Convergence of gradient descent for deep neural networks
A simple 'positive' initialization scheme guarantees linear convergence to zero training loss, accelerating optimization.
A new theoretical breakthrough from researcher Sourav Chatterjee provides the first constructive proof that gradient descent can provably converge to zero training loss for standard feedforward neural networks. Published as arXiv:2203.16462v5, the paper introduces a simple local Polyak-Lojasiewicz (PL) criterion that guarantees linear (exponential) convergence of gradient flow and gradient descent to global minimizers.

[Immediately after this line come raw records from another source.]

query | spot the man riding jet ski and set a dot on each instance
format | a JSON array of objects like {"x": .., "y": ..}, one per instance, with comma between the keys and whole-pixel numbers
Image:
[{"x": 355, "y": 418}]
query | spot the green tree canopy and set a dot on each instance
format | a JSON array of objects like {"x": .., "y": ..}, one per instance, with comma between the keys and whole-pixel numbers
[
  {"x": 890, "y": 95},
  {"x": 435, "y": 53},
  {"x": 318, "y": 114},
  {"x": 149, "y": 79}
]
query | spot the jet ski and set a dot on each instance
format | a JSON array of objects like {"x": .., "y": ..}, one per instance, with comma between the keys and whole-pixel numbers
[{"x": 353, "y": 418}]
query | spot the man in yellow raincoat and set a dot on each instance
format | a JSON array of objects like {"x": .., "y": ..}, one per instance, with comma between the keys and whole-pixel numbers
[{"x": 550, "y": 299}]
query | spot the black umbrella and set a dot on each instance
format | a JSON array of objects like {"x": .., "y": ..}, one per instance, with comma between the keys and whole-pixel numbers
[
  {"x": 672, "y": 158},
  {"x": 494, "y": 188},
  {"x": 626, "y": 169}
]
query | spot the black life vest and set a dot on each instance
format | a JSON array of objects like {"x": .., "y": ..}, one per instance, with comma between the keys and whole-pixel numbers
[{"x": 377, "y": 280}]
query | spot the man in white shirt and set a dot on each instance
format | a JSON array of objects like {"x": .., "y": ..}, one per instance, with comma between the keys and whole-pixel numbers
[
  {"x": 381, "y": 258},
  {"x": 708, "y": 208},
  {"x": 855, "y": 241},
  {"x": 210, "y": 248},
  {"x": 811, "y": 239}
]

The work operates in a regime complementary to typical over-parameterized analyses: instead of requiring extremely wide networks, it assumes fixed network width and depth while requiring input data vectors to be linearly independent (ambient input dimension ≥ number of data points). The verification is constructive, leading to a specific 'positive' initialization scheme: zero first-layer weights, strictly positive hidden-layer weights, and sufficiently large output-layer weights. Under this initialization, gradient descent provably converges to an interpolating global minimizer.

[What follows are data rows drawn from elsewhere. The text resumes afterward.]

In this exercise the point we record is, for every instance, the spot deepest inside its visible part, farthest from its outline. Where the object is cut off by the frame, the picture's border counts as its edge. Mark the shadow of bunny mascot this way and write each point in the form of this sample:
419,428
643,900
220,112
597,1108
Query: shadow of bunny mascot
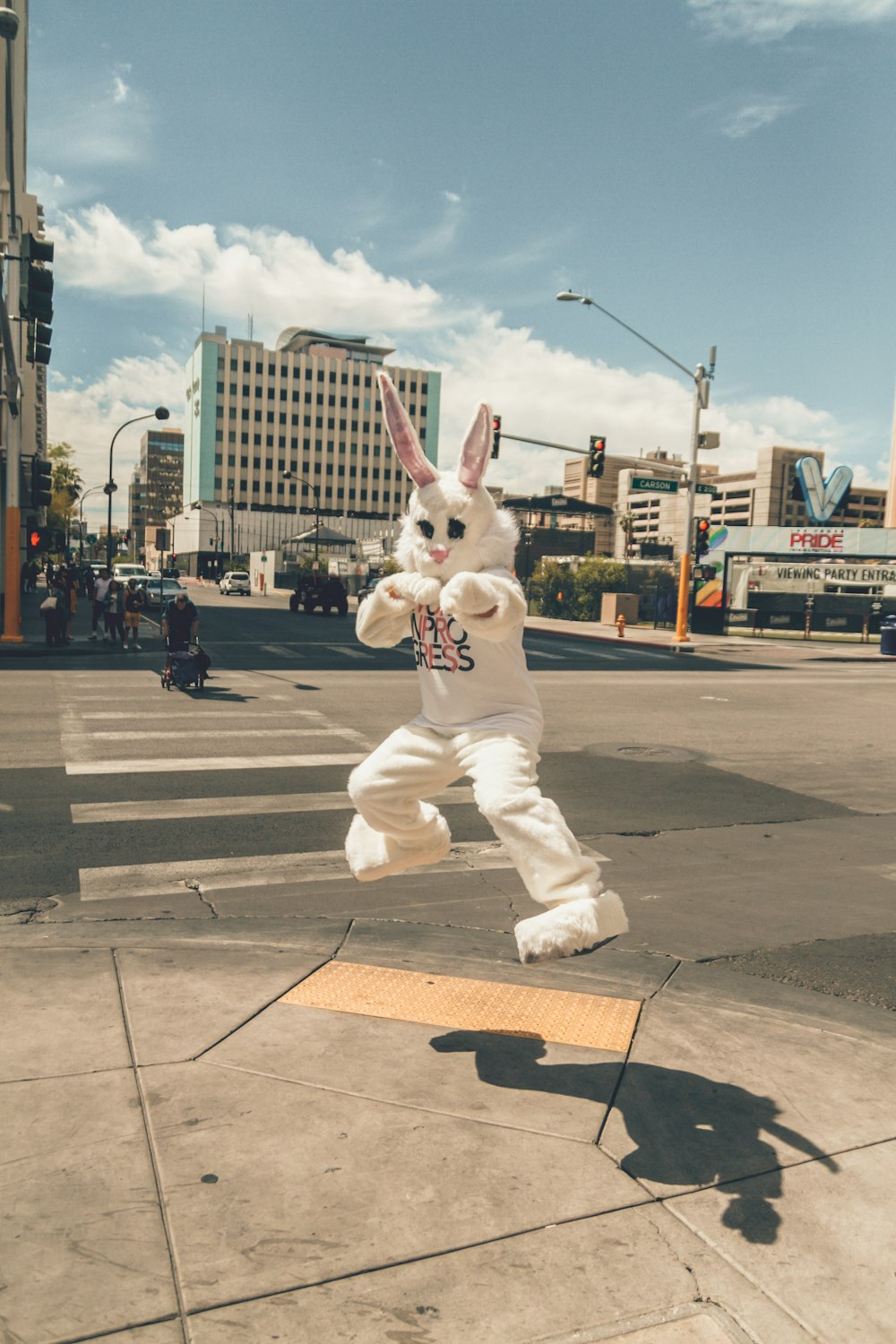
479,710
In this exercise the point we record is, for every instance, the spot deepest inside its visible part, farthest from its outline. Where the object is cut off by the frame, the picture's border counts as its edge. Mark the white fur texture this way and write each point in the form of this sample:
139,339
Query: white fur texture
573,926
489,534
485,604
373,855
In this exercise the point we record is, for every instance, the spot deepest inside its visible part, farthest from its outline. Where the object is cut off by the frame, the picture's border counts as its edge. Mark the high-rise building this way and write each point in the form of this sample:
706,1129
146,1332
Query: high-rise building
156,487
309,408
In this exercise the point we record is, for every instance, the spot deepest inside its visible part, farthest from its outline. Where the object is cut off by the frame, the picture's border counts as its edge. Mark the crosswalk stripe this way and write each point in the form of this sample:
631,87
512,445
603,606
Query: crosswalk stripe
260,804
155,736
190,711
175,765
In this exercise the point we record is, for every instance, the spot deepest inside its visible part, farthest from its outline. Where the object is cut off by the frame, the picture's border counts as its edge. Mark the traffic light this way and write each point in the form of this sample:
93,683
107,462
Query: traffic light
35,284
40,481
38,338
597,452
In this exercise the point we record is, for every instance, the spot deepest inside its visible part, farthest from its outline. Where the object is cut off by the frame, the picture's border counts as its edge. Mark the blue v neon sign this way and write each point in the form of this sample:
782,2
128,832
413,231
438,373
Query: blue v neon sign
823,497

Numerical experiments show this theory-guided initialization can substantially accelerate optimization relative to standard random initializations at the same network width. The paper also discusses probabilistic corollaries for random initializations and clarifies dependence on the probability of the required initialization event. This represents significant progress in understanding why gradient descent works for deep learning, moving beyond empirical observations to provable guarantees for practical network architectures.

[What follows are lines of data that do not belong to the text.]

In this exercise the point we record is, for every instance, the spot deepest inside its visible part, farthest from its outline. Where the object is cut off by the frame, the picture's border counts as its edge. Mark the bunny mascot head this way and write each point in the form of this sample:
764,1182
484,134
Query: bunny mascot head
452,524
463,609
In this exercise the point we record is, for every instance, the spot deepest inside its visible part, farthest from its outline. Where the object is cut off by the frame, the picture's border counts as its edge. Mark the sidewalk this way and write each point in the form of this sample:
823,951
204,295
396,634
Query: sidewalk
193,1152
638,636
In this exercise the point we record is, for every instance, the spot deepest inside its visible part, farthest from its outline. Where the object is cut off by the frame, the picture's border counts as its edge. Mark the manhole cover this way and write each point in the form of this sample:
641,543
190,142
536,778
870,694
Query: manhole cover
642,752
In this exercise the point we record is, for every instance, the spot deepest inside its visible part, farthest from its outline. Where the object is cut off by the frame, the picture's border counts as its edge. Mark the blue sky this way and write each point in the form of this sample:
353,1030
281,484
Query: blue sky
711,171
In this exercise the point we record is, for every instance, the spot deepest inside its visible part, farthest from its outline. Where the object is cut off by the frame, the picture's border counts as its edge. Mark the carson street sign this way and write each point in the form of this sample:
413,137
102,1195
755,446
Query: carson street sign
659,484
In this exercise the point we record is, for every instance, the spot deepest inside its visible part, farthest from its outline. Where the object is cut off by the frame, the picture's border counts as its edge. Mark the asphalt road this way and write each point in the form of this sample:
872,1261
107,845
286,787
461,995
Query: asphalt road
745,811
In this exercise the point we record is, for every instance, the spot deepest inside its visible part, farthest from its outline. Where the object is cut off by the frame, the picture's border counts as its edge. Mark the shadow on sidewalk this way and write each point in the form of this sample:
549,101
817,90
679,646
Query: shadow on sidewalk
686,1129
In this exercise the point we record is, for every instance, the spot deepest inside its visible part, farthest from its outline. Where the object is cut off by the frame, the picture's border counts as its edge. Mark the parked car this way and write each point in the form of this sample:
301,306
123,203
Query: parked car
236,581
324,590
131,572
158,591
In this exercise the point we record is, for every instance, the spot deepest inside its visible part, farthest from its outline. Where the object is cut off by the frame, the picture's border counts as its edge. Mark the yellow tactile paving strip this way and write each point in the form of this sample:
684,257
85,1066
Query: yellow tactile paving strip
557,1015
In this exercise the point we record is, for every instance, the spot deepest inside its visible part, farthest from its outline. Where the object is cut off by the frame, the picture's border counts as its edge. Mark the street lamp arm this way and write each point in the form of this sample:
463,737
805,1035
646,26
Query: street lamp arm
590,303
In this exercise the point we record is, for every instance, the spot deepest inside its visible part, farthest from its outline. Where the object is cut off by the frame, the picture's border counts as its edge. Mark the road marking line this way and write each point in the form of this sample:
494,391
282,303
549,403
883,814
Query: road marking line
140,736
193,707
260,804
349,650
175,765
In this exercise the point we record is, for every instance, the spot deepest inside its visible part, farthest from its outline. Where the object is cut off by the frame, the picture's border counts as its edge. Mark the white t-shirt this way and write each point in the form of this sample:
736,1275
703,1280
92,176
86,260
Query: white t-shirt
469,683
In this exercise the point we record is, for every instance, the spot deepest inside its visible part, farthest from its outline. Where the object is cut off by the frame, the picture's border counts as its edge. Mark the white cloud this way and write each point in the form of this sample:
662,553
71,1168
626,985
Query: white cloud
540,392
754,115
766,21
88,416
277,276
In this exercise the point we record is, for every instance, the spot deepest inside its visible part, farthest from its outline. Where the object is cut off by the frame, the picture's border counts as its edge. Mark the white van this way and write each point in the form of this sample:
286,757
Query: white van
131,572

- Proves gradient descent converges to zero loss for fixed-width networks with smooth activations
- Introduces constructive 'positive' initialization: zero first layer, positive hidden layers, large output layer
- Numerical experiments show 2-3x acceleration over random initialization for same network architecture
Why It Matters
Provides theoretical foundation for why neural networks train successfully and offers practical initialization methods that accelerate convergence.